After you create the trust relationship, an IAM user or an application from the trusted account can use the AWS Security Token Service (AWS STS) AssumeRole API operation. This operation provides temporary security credentials that enable access to AWS resources for the connector. For details, see Creating a Role to Delegate Permissions to an IAM User.

Example:
Profile in ~/.aws/credentials:

[default]
role_arn=arn:aws:iam::037803949979:role/kinesis_cross_account_role
source_profile=staging
role_session_name = OPTIONAL_SESSION_NAME

[staging]
aws_access_key_id = <STAGING KEY>
aws_secret_access_key = <STAGING SECRET>

To allow the connector to assume a role with the right permissions, set the Amazon Resource Name (ARN) for this role. Additionally, you must choose between source_profile or credential_source as the way to get credentials that have permission to assume the role, in the environment where the connector is running.

Note

When setting up trusted account credentials, be aware that the approach of loading profiles from both ~/.aws/credentials and ~/.aws/config does not work when configuring this connector. Assumed role settings and credentials must be placed in the ~/.aws/credentials file.

Custom Credentials Provider

All SQS connectors run in a single Connect worker cluster and use the same credentials. This is sufficient for many use cases. If you want more control, you can create a custom credentials provider.

A credentials provider is a Java class that implements the com.amazon.auth.AWSCredentialsProvider interface in the AWS Java library and returns AWS credentials from the environment. By default the SQS connector configuration property sqs.credentials.provider.class uses the com.amazon.auth.DefaultAWSCredentialsProviderChain class, which looks for credentials in 5 different places as mentioned in the previous section.

You can use a different credentials provider. To do this, set the sqs.credentials.provider.class property to the name of any class that implements the com.amazon.auth.AWSCredentialsProvider interface.

Complete the following steps to use a different credentials provider:

  1. Find or create a Java credentials provider class that implements the com.amazon.auth.AWSCredentialsProvider interface
  2. Put the class file in a JAR file
  3. Place the JAR file in the share/java/kafka-connect-sqs directory on all Connect workers.
  4. Restart the Connect workers.
  5. Change the SQS connector property file to use your custom credentials. Add the provider class entry sqs.credentials.provider.class=<className> in the SQS connector properties file. Note that you must use the fully qualified class name

Record Schema

Then source connector creates records in the following format:

Key Schema

The Key is a struct with the following fields:

Field Name Schema Type Optional? Description
QueueUrl string mandatory the fully qualified SQS queue url from which this record was generated
MessageId string mandatory the unique message ID of the message within SQS
MessageGroupId string optional in case of FIFO queues, the message group ID

Value Schema

The Value is a struct with the following fields:

Field Name Schema Type Optional? Description
Body string   the body of the SQS message.
ApproximateFirstReceiveTimestamp int64   the timestamp when this message was first received by SQS.
ApproximateReceiveCount int32   the number of times this message was received by SQS.
SenderId string   the IAM user or role that sent this message to SQS.
SentTimestamp int64   the timestamp at which the sender sent it to SQS. SentTimestamp <= ApproximateFirstReceiveTimestamp.
MessageDeduplicationId string Optional For FIFO queues, a unique ID that can be used to eliminate duplicate messages.
MessageGroupId string Optional For FIFO queues, the message group that this message belongs to.
SequenceNumber string   A globally unique sequence number generated by SQS.

Header Schema

Each message attribute in SQS is converted to a Header in Kafka.

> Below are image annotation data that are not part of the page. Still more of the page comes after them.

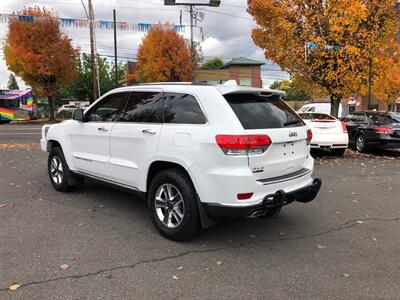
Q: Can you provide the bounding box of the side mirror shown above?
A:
[72,108,85,122]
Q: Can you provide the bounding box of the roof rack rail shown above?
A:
[129,80,215,86]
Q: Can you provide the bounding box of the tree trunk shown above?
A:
[47,96,56,121]
[331,95,342,118]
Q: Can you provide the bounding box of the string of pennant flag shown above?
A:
[0,14,188,32]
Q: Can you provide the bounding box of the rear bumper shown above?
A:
[310,133,349,149]
[202,178,322,218]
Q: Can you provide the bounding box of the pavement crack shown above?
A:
[0,217,400,292]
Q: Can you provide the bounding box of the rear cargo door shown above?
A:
[224,93,309,180]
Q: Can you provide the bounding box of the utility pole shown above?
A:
[113,9,118,88]
[189,4,196,81]
[164,0,220,81]
[367,57,372,110]
[88,0,97,101]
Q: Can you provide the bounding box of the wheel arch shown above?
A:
[47,139,63,152]
[146,160,216,228]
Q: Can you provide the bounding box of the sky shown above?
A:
[0,0,288,88]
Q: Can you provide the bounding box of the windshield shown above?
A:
[390,113,400,123]
[299,105,310,112]
[224,93,304,129]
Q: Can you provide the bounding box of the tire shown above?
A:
[356,134,368,152]
[147,169,200,241]
[332,148,346,156]
[47,147,74,193]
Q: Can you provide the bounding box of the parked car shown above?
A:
[343,111,400,152]
[297,102,343,117]
[299,112,349,156]
[57,104,78,114]
[40,84,321,240]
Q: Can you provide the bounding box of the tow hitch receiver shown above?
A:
[263,178,322,208]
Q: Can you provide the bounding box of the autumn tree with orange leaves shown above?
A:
[373,40,400,106]
[134,26,193,82]
[4,7,78,120]
[248,0,397,116]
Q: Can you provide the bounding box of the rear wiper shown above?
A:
[283,120,301,126]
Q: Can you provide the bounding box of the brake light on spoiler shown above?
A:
[374,127,393,134]
[215,134,272,155]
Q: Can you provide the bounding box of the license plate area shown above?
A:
[280,141,305,157]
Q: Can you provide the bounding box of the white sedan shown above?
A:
[299,112,349,156]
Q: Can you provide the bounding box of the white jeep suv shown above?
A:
[41,84,321,240]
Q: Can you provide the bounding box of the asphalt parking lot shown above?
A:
[0,125,400,299]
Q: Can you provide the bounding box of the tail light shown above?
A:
[307,129,312,145]
[215,135,272,155]
[237,193,254,200]
[341,121,347,133]
[374,127,393,134]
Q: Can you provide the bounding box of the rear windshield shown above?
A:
[299,113,335,120]
[224,93,304,129]
[368,113,400,125]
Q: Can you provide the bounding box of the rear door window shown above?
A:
[164,93,206,124]
[224,93,304,129]
[119,92,162,123]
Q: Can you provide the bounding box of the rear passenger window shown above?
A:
[85,93,128,122]
[164,93,206,124]
[224,93,305,129]
[120,92,162,123]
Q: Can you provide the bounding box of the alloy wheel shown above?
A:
[50,155,64,184]
[154,183,185,228]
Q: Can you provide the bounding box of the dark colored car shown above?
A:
[343,111,400,152]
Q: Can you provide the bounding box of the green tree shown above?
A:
[7,73,19,90]
[270,80,311,101]
[248,0,398,116]
[200,57,224,70]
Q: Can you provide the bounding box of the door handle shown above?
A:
[142,129,156,134]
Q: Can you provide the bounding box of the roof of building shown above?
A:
[221,57,265,69]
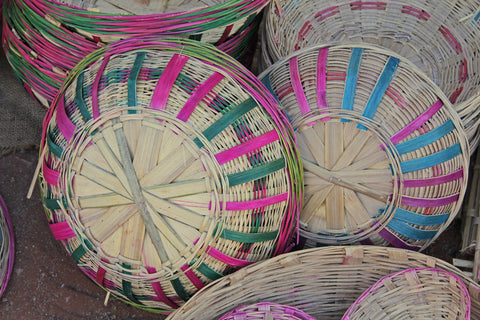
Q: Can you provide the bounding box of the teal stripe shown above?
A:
[193,98,257,148]
[395,120,455,154]
[357,57,400,130]
[227,158,285,187]
[127,52,146,113]
[400,143,462,173]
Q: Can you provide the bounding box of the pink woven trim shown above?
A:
[150,53,188,110]
[215,129,280,165]
[177,72,224,122]
[390,100,443,144]
[50,221,76,240]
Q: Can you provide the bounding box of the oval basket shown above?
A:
[259,44,470,250]
[262,0,480,149]
[40,38,303,312]
[342,268,470,320]
[219,302,315,320]
[0,197,15,297]
[3,0,268,108]
[167,246,480,320]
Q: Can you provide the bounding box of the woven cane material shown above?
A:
[40,38,303,312]
[342,268,470,320]
[167,246,480,320]
[3,0,268,108]
[262,0,480,146]
[259,44,470,250]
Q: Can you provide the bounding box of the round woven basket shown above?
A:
[342,268,470,320]
[262,0,480,149]
[3,0,268,107]
[0,197,15,297]
[167,246,480,320]
[259,44,470,250]
[219,302,315,320]
[40,38,303,312]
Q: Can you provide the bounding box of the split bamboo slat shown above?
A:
[259,43,470,250]
[35,38,303,313]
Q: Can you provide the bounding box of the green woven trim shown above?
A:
[227,158,285,187]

  1. The key of the header is the key of the message attribute.
  2. The value of the header is the value of the message attribute.
  3. The schema of the header depends on the data type of the message attribute.
    1. String message attributes have string schema.
    2. Number message attributes also have string schema.
    3. Binary message attributes have bytes schema.
    4. Custom message attributes will either be string or bytes, depending on the type of custom attribute.